The Big Red are atop the national preseason poll for the first time ever in a sport that is so heavily dominated by midwestern schools. As the Times points out, only four of the last 8 NCAA championships have come from schools outside of the states Iowa, Minnesota, and Oklahoma. Not only is it surprising for an eastern school to be at the top of the nation — it's an Ivy League school.
And the article turns, as many on Ivy-League-schools-in a-national-context often do, to how the program builds such success without athletic scholarships.
“I’ve been saying for years, ‘Why not us?’ ” Cornell Coach Rob Koll said. “I’ve always believed a national championship was possible.”another, about the schools incredible Friedman Wrestling ArenaWhen Koll took over the Cornell program 17 years ago, he frequently said the same thing to his coaching peers.
“They would laugh at me,” Koll said after a practice last week. “Everyone told me that it can’t be done at Cornell. They said: ‘It’s too expensive, you have no scholarships, you won’t get recruits in, and if you do, the academics there will wear them out.’
“I heard it everywhere. I just didn’t listen.”

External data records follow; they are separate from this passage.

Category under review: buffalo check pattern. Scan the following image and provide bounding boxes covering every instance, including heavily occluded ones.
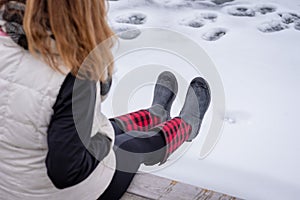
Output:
[153,117,192,164]
[114,110,162,132]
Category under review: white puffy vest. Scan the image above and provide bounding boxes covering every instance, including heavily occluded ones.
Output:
[0,36,116,200]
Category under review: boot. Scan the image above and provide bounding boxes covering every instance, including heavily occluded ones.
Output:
[147,77,211,165]
[179,77,211,142]
[112,71,178,132]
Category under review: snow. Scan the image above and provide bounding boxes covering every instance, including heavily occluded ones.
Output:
[104,0,300,199]
[258,20,289,33]
[111,25,142,40]
[227,6,256,17]
[295,20,300,30]
[115,13,148,25]
[202,27,227,41]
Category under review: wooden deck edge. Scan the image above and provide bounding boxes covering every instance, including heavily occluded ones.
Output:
[121,173,242,200]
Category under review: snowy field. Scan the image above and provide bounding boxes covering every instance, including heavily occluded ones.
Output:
[103,0,300,199]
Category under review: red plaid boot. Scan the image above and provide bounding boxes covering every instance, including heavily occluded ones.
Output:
[145,117,192,165]
[112,105,168,132]
[112,71,178,132]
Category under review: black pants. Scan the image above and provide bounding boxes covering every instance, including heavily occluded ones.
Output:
[98,121,166,200]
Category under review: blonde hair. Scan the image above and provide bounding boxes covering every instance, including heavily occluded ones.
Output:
[22,0,115,81]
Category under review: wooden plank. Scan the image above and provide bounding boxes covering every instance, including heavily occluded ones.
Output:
[122,173,241,200]
[126,173,177,199]
[121,193,151,200]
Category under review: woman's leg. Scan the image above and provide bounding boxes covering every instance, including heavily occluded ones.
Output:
[98,131,166,200]
[110,120,125,136]
[99,116,193,200]
[100,77,211,200]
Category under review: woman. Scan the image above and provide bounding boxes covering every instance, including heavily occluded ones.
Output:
[0,0,211,199]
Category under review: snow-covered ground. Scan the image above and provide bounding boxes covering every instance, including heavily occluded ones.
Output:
[104,0,300,199]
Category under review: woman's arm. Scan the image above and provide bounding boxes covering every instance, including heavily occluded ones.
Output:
[46,73,111,189]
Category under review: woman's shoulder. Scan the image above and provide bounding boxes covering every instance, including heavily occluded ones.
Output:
[0,36,67,100]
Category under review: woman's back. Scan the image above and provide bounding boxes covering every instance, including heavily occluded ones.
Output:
[0,35,116,200]
[0,35,65,198]
[0,0,118,198]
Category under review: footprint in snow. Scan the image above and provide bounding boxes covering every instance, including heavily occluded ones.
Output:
[112,25,141,40]
[278,12,300,24]
[202,28,227,41]
[255,5,277,15]
[115,13,147,25]
[201,13,218,22]
[180,17,206,28]
[227,6,256,17]
[258,20,289,33]
[180,14,206,28]
[211,0,234,5]
[180,13,218,28]
[227,4,276,17]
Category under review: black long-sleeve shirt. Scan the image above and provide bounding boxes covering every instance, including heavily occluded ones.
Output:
[46,73,111,189]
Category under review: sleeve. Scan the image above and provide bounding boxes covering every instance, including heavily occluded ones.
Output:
[46,73,112,190]
[100,75,112,102]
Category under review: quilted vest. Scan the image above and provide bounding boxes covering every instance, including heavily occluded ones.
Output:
[0,35,116,200]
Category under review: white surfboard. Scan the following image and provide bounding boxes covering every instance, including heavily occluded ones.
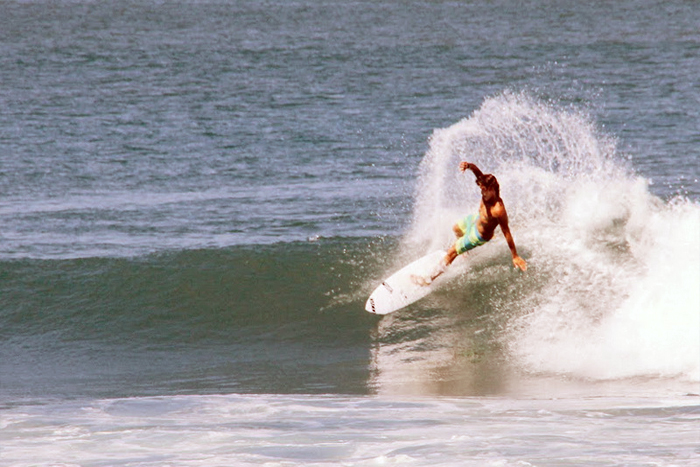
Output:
[365,250,447,315]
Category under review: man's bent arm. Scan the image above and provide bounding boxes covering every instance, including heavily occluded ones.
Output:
[459,161,484,178]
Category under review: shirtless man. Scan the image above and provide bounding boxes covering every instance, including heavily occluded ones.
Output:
[416,161,527,285]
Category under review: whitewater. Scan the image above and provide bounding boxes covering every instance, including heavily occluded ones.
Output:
[401,92,700,390]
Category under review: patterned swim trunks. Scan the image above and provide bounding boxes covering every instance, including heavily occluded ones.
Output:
[454,214,488,255]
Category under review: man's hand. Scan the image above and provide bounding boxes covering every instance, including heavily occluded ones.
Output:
[459,161,471,173]
[512,256,527,272]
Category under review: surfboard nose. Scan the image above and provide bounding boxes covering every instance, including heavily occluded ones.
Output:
[365,297,377,314]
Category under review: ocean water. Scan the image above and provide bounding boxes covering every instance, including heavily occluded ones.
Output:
[1,0,699,465]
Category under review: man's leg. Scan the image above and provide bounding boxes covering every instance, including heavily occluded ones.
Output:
[413,244,459,286]
[429,245,458,281]
[412,221,469,286]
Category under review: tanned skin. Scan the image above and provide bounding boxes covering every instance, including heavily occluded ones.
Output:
[423,162,526,284]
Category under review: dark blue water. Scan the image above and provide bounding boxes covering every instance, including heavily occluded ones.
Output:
[1,1,697,257]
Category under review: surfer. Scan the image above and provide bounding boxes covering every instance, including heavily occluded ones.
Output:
[415,161,527,285]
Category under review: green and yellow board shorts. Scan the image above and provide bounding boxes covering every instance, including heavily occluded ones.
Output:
[454,214,487,255]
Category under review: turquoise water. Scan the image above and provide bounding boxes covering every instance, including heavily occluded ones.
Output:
[1,0,699,465]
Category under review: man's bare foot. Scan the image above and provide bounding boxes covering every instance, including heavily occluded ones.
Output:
[411,274,432,287]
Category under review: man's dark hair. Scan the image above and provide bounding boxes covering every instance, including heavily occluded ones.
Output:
[477,174,500,199]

When I sat down with Athletic Director Steve Bilsky at the beginning of the semester, we talked briefly about how Penn distributes its resources athletically.
"We’re trying to be broad based," he said. "We don’t select half a dozen or 10 sports and say ‘we’re going to put all our marbles there’, like some schools in the league do. And they probably are right in doing that, but we don’t. We try to be as good as we can to everybody."
And while Cornell's wrestling renaissance may have been bolstered in 2002 by the arena, Penn's may be beginning right now. With the newly completed Weiss Pavilion, athletes can train on a whole new level, and recruits are surely wowed by the facilities. Penn Park is slated for completion next year, bringing even more to the table.
But if Penn proves one thing, it's that sometimes the flashiness of a brand new facility is nothing compared to the magic of the Palestra, which opened its doors in 1927.